Photo of speaker for Critical Fictions

8:00 PM. Critical Fictions & Other Fabulous Beasts; or, Learning to Read and Write All Over Again.
Speaker: Henry Wessells.
Description: You think you know how to read? This look at critical fictions and other modes of reading/writing will suggest that it might be time to learn it all over again. The critical fiction is a piece of fiction or poetry where form (story) and content (critical function) are inseparable, a work of art that explicitly declares itself as a critique of another work of literature and explicitly makes use of that earlier source text. Henry Wessells will cover the precursors, techniques, and current practitioners of the critical fiction, and tell you why. Is it literary mash-up for people who shudder at Pride and Prejudice and Zombies? Come find out. See the suggested reading list at http://criticalfiction.net/readinglist.html.

I was excited by the topic description but rather disappointed in the actual lecture. The room was warm and Mr. Wessells read several poems and a short story, as well as an introduction to a book. The introduction he read might have been more interesting if it had been pared down to the part essential to forming a definition of ‘critical fiction’ rather than so centered on the one author and book. I totally fail to see the difference between critical fiction, homages, and pastiches.

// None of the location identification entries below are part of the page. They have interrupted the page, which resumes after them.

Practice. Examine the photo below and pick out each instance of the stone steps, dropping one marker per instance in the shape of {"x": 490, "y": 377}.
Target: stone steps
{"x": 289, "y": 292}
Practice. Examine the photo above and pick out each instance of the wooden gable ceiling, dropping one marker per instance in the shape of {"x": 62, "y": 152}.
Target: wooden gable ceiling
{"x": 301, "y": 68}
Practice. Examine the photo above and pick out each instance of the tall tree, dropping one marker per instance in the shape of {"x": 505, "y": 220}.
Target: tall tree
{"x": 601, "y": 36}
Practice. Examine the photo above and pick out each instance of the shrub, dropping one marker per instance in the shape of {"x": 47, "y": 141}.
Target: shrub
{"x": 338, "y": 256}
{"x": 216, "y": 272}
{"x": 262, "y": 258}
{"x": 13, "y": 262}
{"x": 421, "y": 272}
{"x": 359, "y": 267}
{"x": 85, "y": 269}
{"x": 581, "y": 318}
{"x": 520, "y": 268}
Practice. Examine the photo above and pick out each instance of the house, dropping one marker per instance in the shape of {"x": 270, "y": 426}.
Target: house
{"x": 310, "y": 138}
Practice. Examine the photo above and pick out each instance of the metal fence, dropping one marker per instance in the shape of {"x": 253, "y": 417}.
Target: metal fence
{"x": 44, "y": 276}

When asked about this he said it depended on the author’s intent, guess that’s a great reason to read the introductions and forwards to books and stories — to get a heads up from the author.

I plan to check out the link to the suggested reading list, since I’m sure that my failure to grasp what Wessells was more on my side than his due to the hour and the temperature of the room. Any one interested in the topic based on the description should check out the site listed in the description.

We then called it a night but on the way to our room got folded into a conversation in the lobby — thus another late night for us.